The Empress from the Eton Wall Paintings.  Her eyes have been deliberately damaged. 

If you should happen to visit Eton College and enter the chapel there you will find the glorious range of medieval murals now known as the Eton Chapel Wall Paintings.  Painted between 1479-87 and thought to  be the work of at least four different artists they were whitewashed over by the College barber in 1560 as part of the drive by the Protestant Church to ban pictures of apocryphal miracles and largely forgotten until 1847 when they were discovered and finally, with the removal of stall canopies making it possible,  restored in 1923.   

The paintings on the north side of the chapel tell the story of the miracles of the Virgin Mary while those on the south the popular medieval story of ‘The  Empress Falsely Accused‘  (for a synopsis of this story see below).   Its the latter paintings I find the most intriguing not the least because I believe some of the portraits, particularly the Empress and the Emperor were  based on actual members of the royal family at the time – namely Queen Anne Neville and King Richard III.  Interestingly the Emperor and Empress have been painted  wearing the closed crowns of Edward the Confessor and Queen Edith which are so recognisable in portraits of our medieval monarchs.
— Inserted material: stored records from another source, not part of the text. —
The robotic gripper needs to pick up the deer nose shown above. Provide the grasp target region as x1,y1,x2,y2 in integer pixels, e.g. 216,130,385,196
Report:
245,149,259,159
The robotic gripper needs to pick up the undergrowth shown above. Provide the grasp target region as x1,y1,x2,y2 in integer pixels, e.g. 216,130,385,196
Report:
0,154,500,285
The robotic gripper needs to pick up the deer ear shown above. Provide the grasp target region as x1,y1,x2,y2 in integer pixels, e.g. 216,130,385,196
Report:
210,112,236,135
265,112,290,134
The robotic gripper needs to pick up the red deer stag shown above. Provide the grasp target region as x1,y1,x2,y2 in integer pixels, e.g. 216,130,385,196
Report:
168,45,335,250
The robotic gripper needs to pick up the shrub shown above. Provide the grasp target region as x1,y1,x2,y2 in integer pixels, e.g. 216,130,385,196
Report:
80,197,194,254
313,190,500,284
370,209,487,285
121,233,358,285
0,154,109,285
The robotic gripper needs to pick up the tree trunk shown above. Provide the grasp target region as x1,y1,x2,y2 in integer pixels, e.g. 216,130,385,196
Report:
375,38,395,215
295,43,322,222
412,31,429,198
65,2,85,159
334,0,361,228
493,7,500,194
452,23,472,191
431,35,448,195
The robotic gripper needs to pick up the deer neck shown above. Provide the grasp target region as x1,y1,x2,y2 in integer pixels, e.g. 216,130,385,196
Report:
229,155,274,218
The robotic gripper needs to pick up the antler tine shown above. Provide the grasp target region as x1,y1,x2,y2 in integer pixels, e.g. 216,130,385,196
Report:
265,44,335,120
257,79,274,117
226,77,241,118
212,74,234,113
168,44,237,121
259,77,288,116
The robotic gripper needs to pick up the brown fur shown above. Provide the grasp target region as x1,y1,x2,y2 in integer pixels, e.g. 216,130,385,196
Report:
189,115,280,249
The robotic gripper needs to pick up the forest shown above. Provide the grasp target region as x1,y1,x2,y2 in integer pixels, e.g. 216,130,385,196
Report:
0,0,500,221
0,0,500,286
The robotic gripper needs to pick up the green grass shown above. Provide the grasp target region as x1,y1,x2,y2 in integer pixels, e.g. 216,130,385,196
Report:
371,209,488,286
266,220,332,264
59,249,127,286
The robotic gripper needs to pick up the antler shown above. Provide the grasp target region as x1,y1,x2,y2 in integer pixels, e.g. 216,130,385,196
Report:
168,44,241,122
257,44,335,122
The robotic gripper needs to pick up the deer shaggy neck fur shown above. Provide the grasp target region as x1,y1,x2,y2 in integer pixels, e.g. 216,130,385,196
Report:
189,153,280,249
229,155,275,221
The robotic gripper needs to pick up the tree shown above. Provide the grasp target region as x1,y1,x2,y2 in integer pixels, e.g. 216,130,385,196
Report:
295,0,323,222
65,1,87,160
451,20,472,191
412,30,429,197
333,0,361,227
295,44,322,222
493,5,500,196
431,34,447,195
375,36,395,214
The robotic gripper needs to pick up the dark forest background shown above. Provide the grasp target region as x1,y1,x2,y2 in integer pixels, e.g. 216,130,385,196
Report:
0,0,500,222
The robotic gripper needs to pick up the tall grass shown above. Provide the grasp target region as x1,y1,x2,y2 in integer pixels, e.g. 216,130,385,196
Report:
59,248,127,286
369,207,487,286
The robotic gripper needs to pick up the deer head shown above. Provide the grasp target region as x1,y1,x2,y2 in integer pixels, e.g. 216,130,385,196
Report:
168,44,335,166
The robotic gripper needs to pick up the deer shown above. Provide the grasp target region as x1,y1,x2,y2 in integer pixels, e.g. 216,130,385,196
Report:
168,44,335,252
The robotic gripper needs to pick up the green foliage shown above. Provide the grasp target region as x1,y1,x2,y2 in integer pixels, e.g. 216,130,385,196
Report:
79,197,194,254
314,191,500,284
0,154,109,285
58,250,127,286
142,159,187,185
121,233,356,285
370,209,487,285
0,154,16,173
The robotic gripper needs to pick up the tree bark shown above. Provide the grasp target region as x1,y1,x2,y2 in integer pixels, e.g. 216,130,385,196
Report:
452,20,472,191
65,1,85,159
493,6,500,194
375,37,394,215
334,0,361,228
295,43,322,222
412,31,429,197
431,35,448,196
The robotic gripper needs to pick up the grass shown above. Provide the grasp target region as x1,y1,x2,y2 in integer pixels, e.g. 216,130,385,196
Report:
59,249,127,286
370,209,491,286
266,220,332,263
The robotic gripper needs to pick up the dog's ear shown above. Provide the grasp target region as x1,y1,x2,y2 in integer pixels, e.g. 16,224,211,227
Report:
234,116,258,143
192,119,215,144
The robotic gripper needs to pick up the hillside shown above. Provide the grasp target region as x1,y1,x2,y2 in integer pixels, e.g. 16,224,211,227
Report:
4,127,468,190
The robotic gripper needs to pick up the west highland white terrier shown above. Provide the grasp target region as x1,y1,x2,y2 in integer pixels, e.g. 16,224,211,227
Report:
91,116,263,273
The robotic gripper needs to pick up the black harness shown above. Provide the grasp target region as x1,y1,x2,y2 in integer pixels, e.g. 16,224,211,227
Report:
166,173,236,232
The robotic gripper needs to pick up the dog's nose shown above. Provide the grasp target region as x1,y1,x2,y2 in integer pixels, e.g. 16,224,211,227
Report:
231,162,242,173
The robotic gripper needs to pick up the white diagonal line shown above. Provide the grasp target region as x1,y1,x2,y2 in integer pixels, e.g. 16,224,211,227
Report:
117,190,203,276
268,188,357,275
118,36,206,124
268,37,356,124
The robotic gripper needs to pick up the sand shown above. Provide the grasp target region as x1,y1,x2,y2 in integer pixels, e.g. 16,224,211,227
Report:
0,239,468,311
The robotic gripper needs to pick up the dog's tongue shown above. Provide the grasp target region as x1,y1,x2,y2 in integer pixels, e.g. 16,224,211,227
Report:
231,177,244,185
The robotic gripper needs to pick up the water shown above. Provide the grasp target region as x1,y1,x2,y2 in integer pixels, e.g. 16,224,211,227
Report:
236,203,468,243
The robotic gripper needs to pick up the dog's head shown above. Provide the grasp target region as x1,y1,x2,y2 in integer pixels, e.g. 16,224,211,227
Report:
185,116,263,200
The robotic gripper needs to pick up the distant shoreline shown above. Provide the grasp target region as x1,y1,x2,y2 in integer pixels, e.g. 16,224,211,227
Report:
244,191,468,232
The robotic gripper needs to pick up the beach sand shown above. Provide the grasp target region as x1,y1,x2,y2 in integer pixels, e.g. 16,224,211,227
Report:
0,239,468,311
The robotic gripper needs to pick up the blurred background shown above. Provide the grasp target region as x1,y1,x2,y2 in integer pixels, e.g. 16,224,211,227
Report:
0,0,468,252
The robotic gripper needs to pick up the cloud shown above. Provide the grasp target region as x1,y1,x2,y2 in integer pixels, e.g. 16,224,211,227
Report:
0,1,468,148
It is this which caused me to take a closer look at the portraits.  


The first facial representation of the Empress is the most detailed and with more of her personality shining through.    Could this be a portrait of Queen Anne Neville?  Compare it with the drawing of Anne from the Rous Roll.  Rous’ drawing should be a good likeness as he would have known Anne by sight.  Is it just wishful thinking on my part but I can see a resemblance particularly around the mouth although the eyes have been obliterated. 


Queen Anne Neville from the Rous Roll wearing the closed crown of Queen Edith –  almost identical to the crown in the Eton Mural.

Sadly the portrait of the Emperor, amongst others, has,  with his livery collar been deliberately defaced.  But we are still able to discern the hairstyle is one very similar to the hairstyle worn by Richard in his portraits.


Portrait of the Emperor from the Eton mural,  Note the strong chin.


Portrait of Richard III  Society of Antiquaries.

We do know Richard –  no doubt sometimes accompanied by Anne –  visited Windsor, which is but a short distance from Eton on numerous occasions ranging from 19th July 1483 to 16th May 1485 – the last visit shortly after Anne’s sad death 16th March 1485.  Did they also visit Eton on some of their visits?   If they did they would have seen the murals which were then a work in progress having been begun in 1479.  Did the royal couple give their permission and were indeed pleased to see their portraits featured in the mural?  OR was the legend tweaked and the portraits added after Richard’s death at Bosworth in 1485 to be used as another fine piece of mud to be thrown at the now dead king.     Of course if this were the case then the likelihood of the portraits being those of the Yorkist King and his Queen grows more certain.   It does seem a little odd that Richard would have no objections to being depicted as the Emperor who, to be honest comes across as a bit of a plonker and is portrayed assaulting his wife.    Of course the legend predates the reign of Richard III and it’s just an unfortunate coincidence that it contains a couple of  similarities with the false story – given out by Richard’s enemies and hostile historians –  including a wicked brother who committed infanticide.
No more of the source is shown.